Under the National Research Foundation, Singapore’s government is investing S$150 million over a five-year period to increase research and development into AI. The AI Singapore initiative, as it is known, will study and build key AI areas like image diagnostics, text summarisation, video analytics, predictive maintenance and real-time translation for various sectors.
This is where Google’s Cloud AutoML Vision could potentially come in to aid with research and development. This cloud learning platform works by combining two kinds of technology to produce higher accuracy results even in robots with lower machine learning capabilities. The transfer of learning technology works by focusing on storing and improving on the data it gathers. It then reapplies this data to a separate, but similar problem in an improved way.
Cloud AutoML Vision works by collecting images, analysing and grouping them, then replicating the same process with new images. Over time. stored images will fill a databank that allows Cloud AutoML to make a more accurate analysis.
As the software becomes more adept at targeting similar images and drawing the appropriate conclusions, it becomes much more useful for machine learning, and can also be integrated into existing AI structures. As such, robots with some form of existing AI structure can be trained in a variety of skills using this software.
For now, the software is available for free try-outs. On the front end, users are presented with a simple interface where they can simply drag and drop images for it to recognise. Using that storage database of images, the AI then operates to collect similar images that can then be analysed and used to produce the results of a targeted search. It must also be noted that the tech is limited to just image recognition at present.
Though Google’s Cloud AutoML is one of the late entrants to the party, alongside Amazon Machine Learning and Microsoft Azure, the simplicity of its interface could make the software potentially more accessible to different parties, especially those with no AI or programming experience.
At present there is still insufficient data to ascertain which businesses could best optimise this software for their respective business models. Yet in initial tests, Cloud AutoML successfully helped Disney and Urban Outfitters to narrow down search results on their respective online stores to offer better product recommendations overall.
Robots with Cloud AutoML also present opportunities for Singapore’s healthcare sector to build on. The Woodlands Health Campus, targeted to open in 2022, is expected to automate administrative tasks like patient registration and payments through the use of AI, among other AI initiatives.

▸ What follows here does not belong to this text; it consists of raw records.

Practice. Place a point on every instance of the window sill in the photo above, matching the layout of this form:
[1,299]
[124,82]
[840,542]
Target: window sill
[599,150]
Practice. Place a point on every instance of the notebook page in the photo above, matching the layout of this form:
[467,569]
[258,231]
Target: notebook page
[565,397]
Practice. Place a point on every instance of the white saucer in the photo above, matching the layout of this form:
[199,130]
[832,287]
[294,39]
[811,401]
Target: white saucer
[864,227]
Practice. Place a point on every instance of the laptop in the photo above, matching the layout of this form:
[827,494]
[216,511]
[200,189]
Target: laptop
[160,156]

Healthcare bots have also been employed to cater to the needs of elderly patients who need varying levels of care.
The potential is large for SMEs, who form the backbone of Singapore’s economy and whose automation is key to sustaining long-term growth. A platform like Cloud AutoML could help automate production processes as well as deliver more efficient services overall.
Yet a technology as new as Cloud AutoML is also likely to face technical support challenges. Though businesses may be able to use Cloud AutoML to create new ways of doing old things, they must be wary of the risks should the software encounter problems during implementation. To ensure wide adoption for Cloud AutoML, Google needs to make guidelines and technical support available 24/7, at least until use of the software becomes more established.
Still, it would be reassuring to Singaporean adopters to know that Google operates its global cloud platform from within Singapore itself. This fact alone already helps Google to cut down on customer service turnaround times and allows for the lower likelihood of service disruptions in the event of technological glitches.
Singapore still needs to iron out many challenges before AI can fuel a full robotics revolution on the island state. As a forerunner, it is at least helping neighbouring economies by serving as an example so other ASEAN countries needn’t reinvent the wheel.